When you realize that someone has been lying to you, then you have some problems. Can this person’s behavior be changed? How are you to understand statements from this person: past, present and future? And yet, when it is you who are the one telling the lies, then there doesn’t seem to be much of a problem at all. On the contrary, at that time it seems like the lies, if anything, are the solutions to the problems.
We all have some schizophrenia about lying. We don’t want the lie, except that we also do want the lie. On the contrary, what we really want is the truth, except that we also don’t really want the truth. To be saved from this condition, we need more than help. We need salvation from God. “The Lord GOD has given me a well-trained tongue, …Morning after morning he opens my ear that I may hear” (Is 50:4). We need God’s help to express the truth, whether to ourselves or to others. Scripture calls this the well-trained tongue. We need God’s help to perceive the truth. Scripture calls this the ear that hears.

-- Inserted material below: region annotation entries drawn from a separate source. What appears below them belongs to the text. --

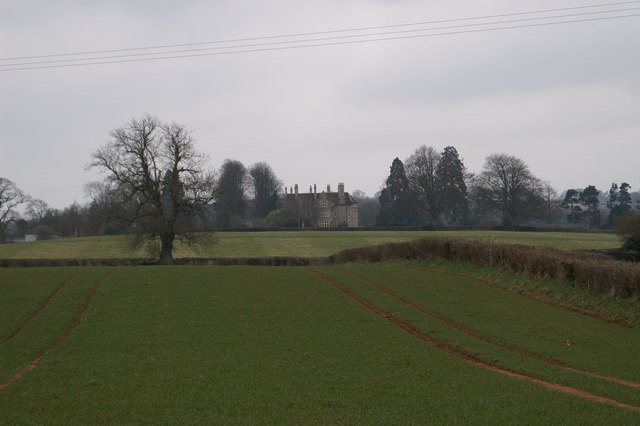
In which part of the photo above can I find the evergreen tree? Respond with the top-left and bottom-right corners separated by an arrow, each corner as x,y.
378,157 -> 417,226
580,185 -> 601,228
560,189 -> 582,223
607,182 -> 633,227
404,145 -> 440,223
436,146 -> 469,223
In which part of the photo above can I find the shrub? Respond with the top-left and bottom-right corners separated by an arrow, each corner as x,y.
615,214 -> 640,251
328,238 -> 640,304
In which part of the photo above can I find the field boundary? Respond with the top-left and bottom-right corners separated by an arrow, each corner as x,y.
404,266 -> 635,328
0,256 -> 329,268
314,271 -> 640,412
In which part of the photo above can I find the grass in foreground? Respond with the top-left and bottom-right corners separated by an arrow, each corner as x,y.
0,265 -> 640,424
0,231 -> 621,259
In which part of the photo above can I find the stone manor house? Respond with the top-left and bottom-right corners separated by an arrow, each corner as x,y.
284,183 -> 358,228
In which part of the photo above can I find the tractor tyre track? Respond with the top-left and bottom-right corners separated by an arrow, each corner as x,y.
0,272 -> 111,389
314,271 -> 640,412
0,276 -> 75,345
404,266 -> 635,328
348,272 -> 640,388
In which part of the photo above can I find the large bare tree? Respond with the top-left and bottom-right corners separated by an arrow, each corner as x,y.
0,177 -> 29,241
474,154 -> 544,227
90,115 -> 214,264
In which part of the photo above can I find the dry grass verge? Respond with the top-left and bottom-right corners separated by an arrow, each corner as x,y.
329,238 -> 640,304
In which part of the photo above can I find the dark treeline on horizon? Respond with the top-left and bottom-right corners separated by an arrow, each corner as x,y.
0,117 -> 640,242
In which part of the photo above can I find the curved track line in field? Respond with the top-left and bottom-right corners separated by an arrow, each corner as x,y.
403,266 -> 635,328
348,272 -> 640,388
0,276 -> 75,345
314,271 -> 640,412
0,273 -> 111,389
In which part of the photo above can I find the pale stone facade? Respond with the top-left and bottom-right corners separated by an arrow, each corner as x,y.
285,183 -> 358,228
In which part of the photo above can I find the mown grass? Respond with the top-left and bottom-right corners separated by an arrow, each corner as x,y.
0,264 -> 640,424
0,231 -> 621,259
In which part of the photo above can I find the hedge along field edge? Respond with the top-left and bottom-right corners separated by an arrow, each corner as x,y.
0,238 -> 640,305
329,238 -> 640,305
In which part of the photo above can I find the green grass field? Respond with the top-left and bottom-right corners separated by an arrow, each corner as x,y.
0,231 -> 621,259
0,263 -> 640,424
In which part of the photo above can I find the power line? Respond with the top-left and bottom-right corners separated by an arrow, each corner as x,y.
5,7 -> 640,67
0,0 -> 640,61
0,7 -> 640,72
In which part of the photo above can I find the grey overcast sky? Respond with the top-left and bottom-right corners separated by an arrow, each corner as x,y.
0,0 -> 640,208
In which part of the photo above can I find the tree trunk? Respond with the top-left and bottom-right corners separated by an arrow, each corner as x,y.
158,232 -> 175,265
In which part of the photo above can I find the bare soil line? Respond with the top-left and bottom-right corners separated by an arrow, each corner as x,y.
349,272 -> 640,388
0,273 -> 111,389
0,276 -> 75,345
404,266 -> 635,328
314,271 -> 640,412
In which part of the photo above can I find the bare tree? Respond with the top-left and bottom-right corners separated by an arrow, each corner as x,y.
26,198 -> 50,223
474,154 -> 544,227
0,177 -> 29,241
90,115 -> 214,264
249,162 -> 282,217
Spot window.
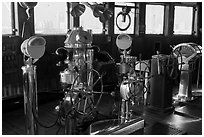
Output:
[2,2,12,34]
[34,2,67,34]
[174,6,193,34]
[80,6,103,34]
[114,2,135,34]
[145,5,164,34]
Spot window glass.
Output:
[2,2,12,34]
[80,6,103,34]
[34,2,67,34]
[174,6,193,34]
[115,2,135,7]
[114,7,135,34]
[145,5,164,34]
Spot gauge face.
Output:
[174,43,196,58]
[116,34,132,50]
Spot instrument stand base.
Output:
[89,117,145,135]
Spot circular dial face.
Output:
[116,34,132,50]
[174,43,196,58]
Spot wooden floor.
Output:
[2,88,202,135]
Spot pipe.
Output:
[22,61,38,135]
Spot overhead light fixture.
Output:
[71,2,113,23]
[71,3,86,17]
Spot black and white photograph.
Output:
[1,0,202,135]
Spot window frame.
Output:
[144,2,169,36]
[33,1,68,36]
[79,3,103,35]
[2,2,17,36]
[172,4,196,36]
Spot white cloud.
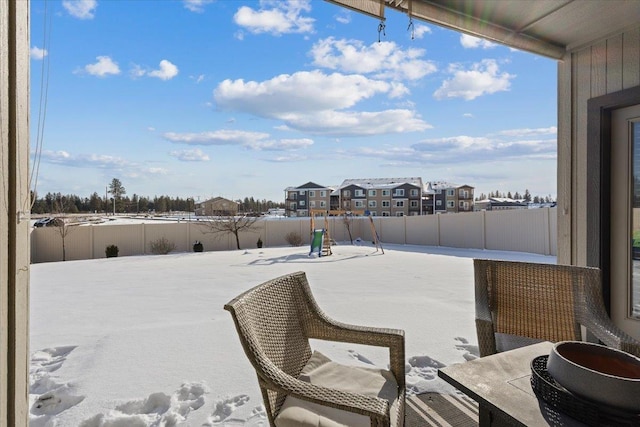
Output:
[310,37,437,80]
[460,34,497,49]
[213,71,399,119]
[433,59,515,101]
[340,126,557,168]
[413,23,431,39]
[214,71,431,136]
[42,150,131,169]
[169,148,209,162]
[498,126,558,137]
[84,56,120,77]
[162,130,313,153]
[62,0,98,19]
[278,110,432,136]
[249,138,313,151]
[233,0,315,35]
[162,130,269,146]
[29,46,49,59]
[183,0,213,13]
[147,59,178,80]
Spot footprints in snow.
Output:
[455,337,480,361]
[80,383,209,427]
[29,346,84,426]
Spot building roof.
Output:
[340,177,422,189]
[328,0,640,59]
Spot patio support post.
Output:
[0,0,30,427]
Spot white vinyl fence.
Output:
[31,208,557,263]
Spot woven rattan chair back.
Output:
[474,259,604,356]
[224,272,312,425]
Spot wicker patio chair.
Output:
[224,272,406,427]
[473,259,640,356]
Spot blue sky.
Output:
[31,0,557,201]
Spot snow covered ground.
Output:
[30,245,556,427]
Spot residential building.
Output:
[285,181,334,217]
[195,197,238,216]
[331,177,422,216]
[427,181,474,213]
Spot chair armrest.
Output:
[263,359,396,425]
[581,310,640,357]
[306,312,405,389]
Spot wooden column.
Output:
[0,0,30,427]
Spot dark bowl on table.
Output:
[547,341,640,413]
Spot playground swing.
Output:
[309,210,331,257]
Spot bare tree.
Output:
[48,196,75,261]
[199,216,260,249]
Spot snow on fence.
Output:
[31,208,557,263]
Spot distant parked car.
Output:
[33,218,53,227]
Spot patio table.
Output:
[438,342,584,427]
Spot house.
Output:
[331,177,422,216]
[284,181,333,217]
[425,181,474,213]
[5,0,640,427]
[195,197,238,216]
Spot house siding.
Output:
[557,26,640,265]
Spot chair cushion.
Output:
[275,351,398,427]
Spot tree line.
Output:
[476,190,555,203]
[31,178,284,214]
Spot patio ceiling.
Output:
[327,0,640,59]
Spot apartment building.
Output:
[285,181,334,217]
[427,181,474,213]
[322,177,422,216]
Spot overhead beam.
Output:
[327,0,567,60]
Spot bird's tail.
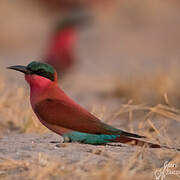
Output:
[112,135,161,148]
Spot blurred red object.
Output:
[44,9,90,74]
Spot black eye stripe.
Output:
[29,69,54,81]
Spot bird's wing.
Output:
[34,98,145,138]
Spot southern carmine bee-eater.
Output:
[8,61,160,148]
[43,9,90,75]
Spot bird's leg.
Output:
[50,141,61,144]
[63,136,71,143]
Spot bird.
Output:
[42,8,90,76]
[7,61,160,148]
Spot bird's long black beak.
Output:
[7,65,30,74]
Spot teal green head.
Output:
[8,61,56,81]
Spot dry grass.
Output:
[0,0,180,180]
[0,75,180,180]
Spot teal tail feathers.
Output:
[63,131,160,148]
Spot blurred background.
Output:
[0,0,180,180]
[0,0,180,106]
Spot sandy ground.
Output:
[0,0,180,180]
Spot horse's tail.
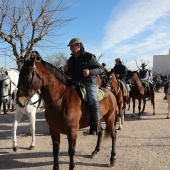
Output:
[104,111,118,138]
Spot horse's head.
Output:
[0,71,12,103]
[16,57,43,107]
[105,71,117,90]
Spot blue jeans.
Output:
[85,84,100,122]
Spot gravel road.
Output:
[0,88,170,170]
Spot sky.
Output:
[0,0,170,70]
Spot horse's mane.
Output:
[41,60,70,86]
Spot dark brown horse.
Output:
[129,72,155,119]
[102,72,126,130]
[16,58,117,170]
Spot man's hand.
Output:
[83,69,90,77]
[63,62,68,72]
[116,74,119,77]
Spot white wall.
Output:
[153,50,170,75]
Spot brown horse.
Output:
[16,58,117,170]
[103,72,126,130]
[129,72,155,119]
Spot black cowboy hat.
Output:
[140,63,147,67]
[102,63,106,66]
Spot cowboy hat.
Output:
[67,38,81,46]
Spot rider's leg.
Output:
[86,84,100,133]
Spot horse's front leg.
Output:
[29,108,36,150]
[12,110,23,152]
[138,99,142,119]
[167,95,170,119]
[118,103,124,130]
[141,98,146,114]
[2,102,7,114]
[92,126,102,158]
[49,128,60,170]
[67,128,78,170]
[132,99,135,117]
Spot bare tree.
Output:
[0,0,73,70]
[45,53,68,68]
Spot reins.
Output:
[44,79,82,107]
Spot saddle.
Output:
[75,84,106,103]
[118,79,128,96]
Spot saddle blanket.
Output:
[79,85,106,102]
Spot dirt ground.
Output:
[0,88,170,170]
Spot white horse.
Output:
[2,70,43,151]
[166,78,170,119]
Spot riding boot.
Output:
[89,121,101,135]
[163,96,167,100]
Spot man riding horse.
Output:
[64,38,104,134]
[139,63,151,98]
[111,58,128,102]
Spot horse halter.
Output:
[1,76,17,98]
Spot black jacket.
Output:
[68,51,104,85]
[112,64,127,79]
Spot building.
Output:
[153,49,170,75]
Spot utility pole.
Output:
[5,49,6,70]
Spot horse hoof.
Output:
[91,152,97,159]
[13,146,18,152]
[29,146,35,150]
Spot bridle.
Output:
[1,76,17,97]
[17,66,44,105]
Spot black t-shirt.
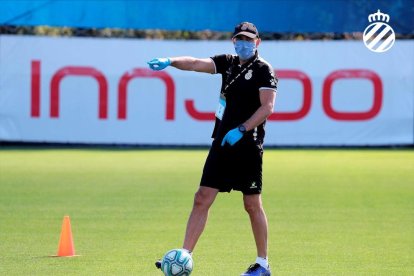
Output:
[211,53,278,144]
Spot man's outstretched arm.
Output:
[148,56,216,74]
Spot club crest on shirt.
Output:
[244,69,253,80]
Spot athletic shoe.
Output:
[240,263,272,276]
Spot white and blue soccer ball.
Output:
[161,249,193,276]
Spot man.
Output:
[148,22,277,275]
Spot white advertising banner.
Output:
[0,35,414,146]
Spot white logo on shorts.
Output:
[244,69,253,80]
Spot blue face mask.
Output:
[234,40,256,60]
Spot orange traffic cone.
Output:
[57,216,75,257]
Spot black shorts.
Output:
[200,141,263,195]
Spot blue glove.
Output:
[221,127,243,146]
[147,58,171,71]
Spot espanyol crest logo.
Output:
[244,69,253,80]
[363,10,395,53]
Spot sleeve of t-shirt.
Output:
[211,55,232,74]
[258,64,278,92]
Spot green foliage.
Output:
[0,149,414,275]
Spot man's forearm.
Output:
[170,56,197,71]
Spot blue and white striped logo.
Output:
[363,10,395,53]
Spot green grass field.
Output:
[0,149,414,276]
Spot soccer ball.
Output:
[161,249,193,276]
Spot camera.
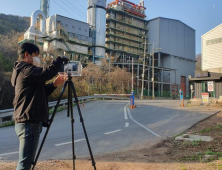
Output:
[59,61,82,77]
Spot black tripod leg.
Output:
[71,82,96,170]
[68,80,76,170]
[32,81,67,170]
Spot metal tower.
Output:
[40,0,50,18]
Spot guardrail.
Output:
[0,94,129,124]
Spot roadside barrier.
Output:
[0,94,129,124]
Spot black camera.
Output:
[59,61,82,77]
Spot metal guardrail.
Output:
[0,94,129,124]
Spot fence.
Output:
[0,95,129,124]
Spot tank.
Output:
[87,0,106,58]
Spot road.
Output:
[0,100,219,161]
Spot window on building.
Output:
[202,81,215,97]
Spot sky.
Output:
[0,0,222,54]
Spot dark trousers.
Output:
[15,122,42,170]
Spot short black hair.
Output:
[18,42,39,60]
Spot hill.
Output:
[0,13,30,35]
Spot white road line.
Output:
[55,139,86,146]
[125,122,129,127]
[0,151,19,156]
[104,129,122,135]
[127,107,161,137]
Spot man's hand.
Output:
[53,75,67,87]
[61,56,69,64]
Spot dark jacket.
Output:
[11,57,63,126]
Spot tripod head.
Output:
[59,61,82,77]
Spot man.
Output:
[11,43,68,170]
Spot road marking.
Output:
[127,107,161,137]
[125,122,129,127]
[55,139,86,146]
[0,151,19,156]
[104,129,122,135]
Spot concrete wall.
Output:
[56,15,89,36]
[147,18,196,94]
[148,17,195,60]
[201,24,222,73]
[161,55,196,94]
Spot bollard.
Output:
[181,99,184,108]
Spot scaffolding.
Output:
[106,0,177,97]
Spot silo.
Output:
[87,0,106,60]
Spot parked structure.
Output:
[189,24,222,98]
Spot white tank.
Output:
[87,0,106,57]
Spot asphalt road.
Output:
[0,100,219,161]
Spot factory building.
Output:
[189,24,222,100]
[19,0,106,63]
[19,0,195,97]
[147,17,196,97]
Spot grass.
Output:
[191,140,203,146]
[182,153,203,161]
[174,132,184,138]
[200,124,222,133]
[204,150,222,157]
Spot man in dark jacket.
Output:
[11,43,68,170]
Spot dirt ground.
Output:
[0,107,222,170]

The daily practices of the Church include methods meant to sharpen our appreciation for the truth, such as mass and vespers and lauds. These liturgies include great truths that are both spoken and heard, training both the tongue and the ear.
We may participate in these liturgies even if we are deceitful, even if we are caught up in webs of lies, even if we are not paying any attention. These liturgies are means for us to ask God to bless what is good and true in us and to purge from us what is false and evil. God alone has the power to save us.